Timely tariff revisions by SERCs must under draft law
The power sector, among the most reluctant to embrace market-determined pricing, may finally be mending ways, with definitive legal sanction.
As per a clutch of amendments proposed to the Electricity Act, 2003 by the Narendra Modi government, the Centre will acquire a firm legal grip over the state electricity regulatory commissions (SERCs) so that they will not only be immune to state-level political arm-twisting but will also have to compulsorily implement the periodic tariff revisions necessary to sustain power distribution.
According to the changes suggested, in case a discom fails to file the annual revenue requirement (ARR) 30 days after the deadline set by the regulator, the latter will have a legal obligation to initiate a tariff revision, using the data at its disposal and issue a new tariff order within the next 90 days.

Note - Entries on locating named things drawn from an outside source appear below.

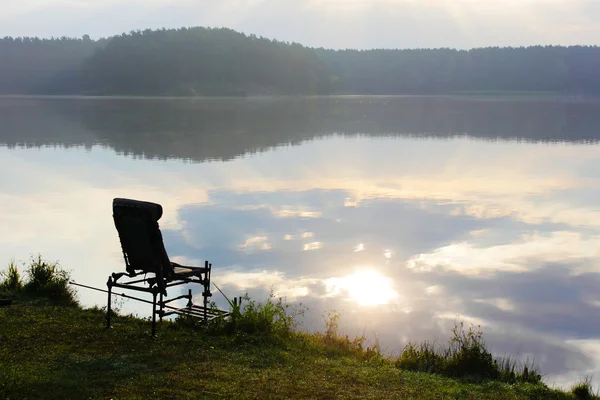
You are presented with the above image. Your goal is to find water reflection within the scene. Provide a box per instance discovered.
[0,98,600,383]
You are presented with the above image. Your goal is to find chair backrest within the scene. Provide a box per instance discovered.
[113,198,173,279]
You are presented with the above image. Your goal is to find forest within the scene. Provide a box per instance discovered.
[0,27,600,96]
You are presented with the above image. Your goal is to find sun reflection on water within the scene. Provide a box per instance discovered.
[325,270,399,306]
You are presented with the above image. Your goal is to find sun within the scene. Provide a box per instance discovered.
[325,270,399,306]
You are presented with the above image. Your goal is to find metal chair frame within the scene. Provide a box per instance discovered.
[106,199,229,336]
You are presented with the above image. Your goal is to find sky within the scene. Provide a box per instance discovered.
[0,0,600,49]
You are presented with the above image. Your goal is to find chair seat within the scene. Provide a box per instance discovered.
[171,262,206,278]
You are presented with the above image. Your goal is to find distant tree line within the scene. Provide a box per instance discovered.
[0,27,600,96]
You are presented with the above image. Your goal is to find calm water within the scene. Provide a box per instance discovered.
[0,97,600,385]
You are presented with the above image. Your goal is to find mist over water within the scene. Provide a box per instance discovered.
[0,97,600,384]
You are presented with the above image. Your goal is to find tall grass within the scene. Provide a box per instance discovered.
[571,377,598,400]
[0,261,23,297]
[0,256,77,305]
[396,322,542,383]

What’s more, if Parliament approves the changes, the Centre will have two nominees of its own in the SERCs. The number of members on each state regulatory commission will be five, instead of three currently. Also, the tenure of an SERC member will be reduced to 3 years from 5 years at present, with the Forum of Regulators having the authority to ask a non-performing member to go.
Currently, the Centre has inadequate say on SERCs’ affairs even though these commissions are advised to function under a set of guidelines issued by it. “The proposed changes will help avoid unwarranted delays in the tariff determination process, which not only erode the financial strength of discoms but also lead to regulatory overhang. Delayed tariff revisions have resulted in hefty hikes, which consumers find difficult to absorb,” a government official told FE. At the same time, the distribution sector that requires huge investments, remains the preserve of the public sector sans the benefits of multiple players and competition.
Under the current guidelines, tariff revisions have to be effected annually to ensure that discoms recover at least the cost of service, but the regulators, in most cases, are unable to ensure the guidelines are adhered to. This has been due to state governments’ reluctance to allow tariffs to be revised. Haryana and Tamil Nadu, for instance, had not revised tariffs for nine years between 2001 and 2010.
Rajasthan discoms could not raise tariffs for five years between 2005 and 2010. Earlier this month, in a move that has few precedents, the Tamil Nadu electricity regulatory commission took a suo motu decision to revise the power tariffs by 15% in the wake of the discom’s failure to file a tariff revision petition. The financial restructuring plan, under way for loss-ridden discoms, also includes timely tariff revision but even this has not been implemented in earnest.
“The accumulated losses of state power discoms are now estimated at over Rs 2 lakh crore. This precarious financial condition has been brought about mainly by infrequent and inadequate tariff revisions and non-payment of subsidies by state governments. The central government hopes that by making provisions of tariff revision legally binding, it will be able to avert political decisions that go against sectoral health,” the official added.
As per the proposed changes in the SERC constitution, a retired high court judge and the chief secretary of the respective state will, as at present, represent the state in an SERC which also includes the CERC chairman. The two additional members would be chairpersons from the Central Electricity Authority (CEA) and another nominee of the Centre, who would be a functionary from a financial institution at the level of the chairperson or managing director.
“The changes in the constitution of the commission would definitely enhance the control of the Centre and the sector would indeed benefit from this, since distribution reforms are the need of the hour,” an industry expert said.
Moreover, the Centre has also proposed to mandate that all SERCs follow the provisions of National Tariff Policy (NTP) while determining the tariffs for discoms. A CEA report says that several states have yet to fully implement the multi-year tariff regime, a critical provision in the national tariff policy for bringing in efficiency and financial probity to discoms.